Gwen Holder, formerly assistant director of Systems Support Services, is stepping into Hughart’s former position as director of Systems Support Services.
Hughart’s new role expands her prior focus on inpatient units to include outpatient clinical systems, and it comes at a time when Vanderbilt is poised to overhaul key clinical, administrative and billing software to the latest technology, a process called Clinical Systems 2.0.
More than 700 faculty and staff participated in CS 2.0, a review of information systems needs at VUMC, which resulted in Vanderbilt choosing Epic Systems Corp. last year to provide new clinical systems. In Hughart’s new role, she will implement the clinical systems for nursing and provide support services to nursing leadership.
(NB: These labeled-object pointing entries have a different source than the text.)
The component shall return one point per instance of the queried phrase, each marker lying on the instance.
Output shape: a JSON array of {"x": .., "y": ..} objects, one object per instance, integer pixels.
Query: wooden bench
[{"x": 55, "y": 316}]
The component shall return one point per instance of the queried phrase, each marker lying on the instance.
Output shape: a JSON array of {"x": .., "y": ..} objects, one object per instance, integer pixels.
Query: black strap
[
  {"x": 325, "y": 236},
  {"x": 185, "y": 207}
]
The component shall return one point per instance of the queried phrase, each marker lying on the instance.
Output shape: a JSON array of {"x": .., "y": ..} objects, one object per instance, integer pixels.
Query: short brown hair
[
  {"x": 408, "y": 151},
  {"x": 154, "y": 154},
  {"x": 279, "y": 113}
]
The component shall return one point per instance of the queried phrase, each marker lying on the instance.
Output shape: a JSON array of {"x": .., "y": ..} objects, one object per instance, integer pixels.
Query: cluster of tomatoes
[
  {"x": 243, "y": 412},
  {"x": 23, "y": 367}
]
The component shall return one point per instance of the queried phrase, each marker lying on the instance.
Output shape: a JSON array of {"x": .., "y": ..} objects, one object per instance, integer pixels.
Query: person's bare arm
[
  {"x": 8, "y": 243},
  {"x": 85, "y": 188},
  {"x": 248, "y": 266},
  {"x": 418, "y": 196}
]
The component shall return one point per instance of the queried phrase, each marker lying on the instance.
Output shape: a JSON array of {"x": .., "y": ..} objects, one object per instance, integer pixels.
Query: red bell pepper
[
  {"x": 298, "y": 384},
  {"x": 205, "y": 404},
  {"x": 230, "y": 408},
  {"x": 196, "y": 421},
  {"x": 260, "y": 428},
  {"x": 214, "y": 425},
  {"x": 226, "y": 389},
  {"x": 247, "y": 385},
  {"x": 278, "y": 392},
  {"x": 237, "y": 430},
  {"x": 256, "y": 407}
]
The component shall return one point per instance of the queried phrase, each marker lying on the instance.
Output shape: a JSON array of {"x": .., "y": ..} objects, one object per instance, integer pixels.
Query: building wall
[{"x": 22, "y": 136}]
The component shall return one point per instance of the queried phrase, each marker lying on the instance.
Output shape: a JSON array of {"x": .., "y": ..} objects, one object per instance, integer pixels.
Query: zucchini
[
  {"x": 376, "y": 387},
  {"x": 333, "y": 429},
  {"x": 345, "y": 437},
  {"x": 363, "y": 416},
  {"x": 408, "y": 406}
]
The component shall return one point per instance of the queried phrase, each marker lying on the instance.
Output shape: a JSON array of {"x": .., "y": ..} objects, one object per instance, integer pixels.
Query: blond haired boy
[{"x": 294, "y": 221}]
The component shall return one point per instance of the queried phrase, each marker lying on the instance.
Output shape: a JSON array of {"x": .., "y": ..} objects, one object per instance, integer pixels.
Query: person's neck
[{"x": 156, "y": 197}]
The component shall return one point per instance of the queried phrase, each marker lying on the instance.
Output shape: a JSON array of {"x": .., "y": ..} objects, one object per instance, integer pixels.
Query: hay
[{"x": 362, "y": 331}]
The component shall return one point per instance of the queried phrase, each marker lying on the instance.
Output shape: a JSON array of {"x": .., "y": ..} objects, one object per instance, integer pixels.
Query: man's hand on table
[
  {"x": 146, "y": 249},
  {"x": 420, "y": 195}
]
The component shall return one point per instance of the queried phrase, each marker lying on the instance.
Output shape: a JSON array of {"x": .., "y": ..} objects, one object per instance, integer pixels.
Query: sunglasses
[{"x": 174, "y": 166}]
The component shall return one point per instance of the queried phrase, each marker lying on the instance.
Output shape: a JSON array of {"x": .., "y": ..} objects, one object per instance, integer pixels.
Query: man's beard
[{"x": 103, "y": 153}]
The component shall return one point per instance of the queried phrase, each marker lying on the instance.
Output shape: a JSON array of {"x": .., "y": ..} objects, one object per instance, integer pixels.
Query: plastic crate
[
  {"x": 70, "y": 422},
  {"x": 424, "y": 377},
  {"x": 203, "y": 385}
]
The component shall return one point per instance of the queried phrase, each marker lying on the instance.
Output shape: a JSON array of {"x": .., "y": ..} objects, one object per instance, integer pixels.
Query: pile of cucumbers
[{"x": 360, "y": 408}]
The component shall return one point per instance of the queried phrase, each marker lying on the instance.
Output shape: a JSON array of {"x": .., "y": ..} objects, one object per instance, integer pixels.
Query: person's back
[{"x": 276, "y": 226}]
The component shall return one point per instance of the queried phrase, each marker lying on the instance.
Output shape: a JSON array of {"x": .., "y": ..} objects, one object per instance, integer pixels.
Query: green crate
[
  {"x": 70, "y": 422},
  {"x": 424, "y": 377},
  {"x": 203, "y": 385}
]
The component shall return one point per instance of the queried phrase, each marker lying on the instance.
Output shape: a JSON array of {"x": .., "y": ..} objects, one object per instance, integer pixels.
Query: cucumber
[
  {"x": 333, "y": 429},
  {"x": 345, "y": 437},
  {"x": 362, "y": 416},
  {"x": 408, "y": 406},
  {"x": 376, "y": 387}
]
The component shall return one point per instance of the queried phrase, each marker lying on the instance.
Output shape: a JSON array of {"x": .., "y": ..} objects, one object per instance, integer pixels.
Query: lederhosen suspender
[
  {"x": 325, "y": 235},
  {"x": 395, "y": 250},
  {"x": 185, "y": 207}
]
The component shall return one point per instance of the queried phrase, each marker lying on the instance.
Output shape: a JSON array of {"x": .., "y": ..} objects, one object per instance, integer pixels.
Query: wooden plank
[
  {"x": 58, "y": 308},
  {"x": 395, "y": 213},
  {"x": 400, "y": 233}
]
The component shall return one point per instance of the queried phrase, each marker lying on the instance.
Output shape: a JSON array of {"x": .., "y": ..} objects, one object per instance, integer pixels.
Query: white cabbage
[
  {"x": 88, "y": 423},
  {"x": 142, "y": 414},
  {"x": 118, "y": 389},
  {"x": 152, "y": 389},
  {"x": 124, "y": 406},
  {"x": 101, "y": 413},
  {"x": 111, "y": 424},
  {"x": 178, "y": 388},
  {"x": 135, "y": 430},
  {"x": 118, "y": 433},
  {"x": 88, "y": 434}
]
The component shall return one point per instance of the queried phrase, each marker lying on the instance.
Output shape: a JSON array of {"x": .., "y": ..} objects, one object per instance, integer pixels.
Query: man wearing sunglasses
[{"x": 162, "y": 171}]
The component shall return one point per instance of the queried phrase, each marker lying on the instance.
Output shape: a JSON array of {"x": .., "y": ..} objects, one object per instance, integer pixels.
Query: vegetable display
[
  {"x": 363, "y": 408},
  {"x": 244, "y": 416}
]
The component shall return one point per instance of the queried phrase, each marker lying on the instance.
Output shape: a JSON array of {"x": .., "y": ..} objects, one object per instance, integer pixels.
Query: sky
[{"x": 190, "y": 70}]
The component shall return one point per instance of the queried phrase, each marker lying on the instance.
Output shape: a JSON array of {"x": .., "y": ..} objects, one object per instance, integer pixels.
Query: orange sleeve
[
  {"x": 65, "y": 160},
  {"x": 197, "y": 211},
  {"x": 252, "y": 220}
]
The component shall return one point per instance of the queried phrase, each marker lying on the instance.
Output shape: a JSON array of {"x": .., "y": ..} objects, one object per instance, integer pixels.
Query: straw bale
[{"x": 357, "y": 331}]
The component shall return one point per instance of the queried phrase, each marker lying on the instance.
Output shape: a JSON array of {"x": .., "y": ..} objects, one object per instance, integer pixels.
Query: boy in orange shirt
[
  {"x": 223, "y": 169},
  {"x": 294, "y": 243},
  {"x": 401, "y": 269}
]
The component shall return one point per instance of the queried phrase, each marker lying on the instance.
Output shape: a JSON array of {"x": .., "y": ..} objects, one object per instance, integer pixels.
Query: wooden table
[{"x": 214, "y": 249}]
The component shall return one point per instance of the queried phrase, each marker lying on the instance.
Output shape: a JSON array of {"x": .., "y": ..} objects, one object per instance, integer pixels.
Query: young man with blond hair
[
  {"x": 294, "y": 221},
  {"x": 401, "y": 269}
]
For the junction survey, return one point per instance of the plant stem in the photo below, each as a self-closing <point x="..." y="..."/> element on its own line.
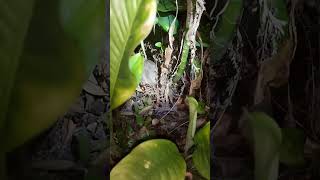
<point x="3" y="168"/>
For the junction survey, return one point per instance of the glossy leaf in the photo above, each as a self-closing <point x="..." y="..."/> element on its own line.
<point x="166" y="21"/>
<point x="14" y="18"/>
<point x="170" y="5"/>
<point x="154" y="159"/>
<point x="130" y="22"/>
<point x="267" y="138"/>
<point x="53" y="65"/>
<point x="193" y="106"/>
<point x="201" y="154"/>
<point x="292" y="148"/>
<point x="127" y="85"/>
<point x="226" y="28"/>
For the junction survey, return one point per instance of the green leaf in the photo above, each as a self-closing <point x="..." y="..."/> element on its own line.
<point x="193" y="106"/>
<point x="52" y="63"/>
<point x="201" y="154"/>
<point x="83" y="21"/>
<point x="292" y="148"/>
<point x="267" y="141"/>
<point x="170" y="5"/>
<point x="166" y="21"/>
<point x="130" y="22"/>
<point x="127" y="85"/>
<point x="226" y="29"/>
<point x="153" y="159"/>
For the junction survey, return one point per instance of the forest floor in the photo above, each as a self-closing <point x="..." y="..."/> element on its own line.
<point x="80" y="139"/>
In November 2017, staff and faculty will switch to Epic software for medical record-keeping and clinic workflow, ordering of tests and treatments in hospitals and clinics, hospital scheduling and admissions, nursing documentation, medical management of surgical patients, outpatient prescribing, medication administration, (non-retail) pharmacy management and hospital billing.
Once implemented, the new clinical systems will streamline transcription, reduce documentation and improve decision support. These measures will reduce the amount of time nurses spend doing paperwork and increase the amount of time they can spend with patients, improving patient care.
Hughart said the Epic application would have a similar look and feel for multiple uses, whether it’s entering lab results, a doctor’s plan for a patient or vital signs.
“Having a single application that rolls together all the different users just makes it more efficient to everybody,” she said.
Hughart noted that Vanderbilt has been a leader in innovating clinical systems, and those gains will be integrated in the new systems.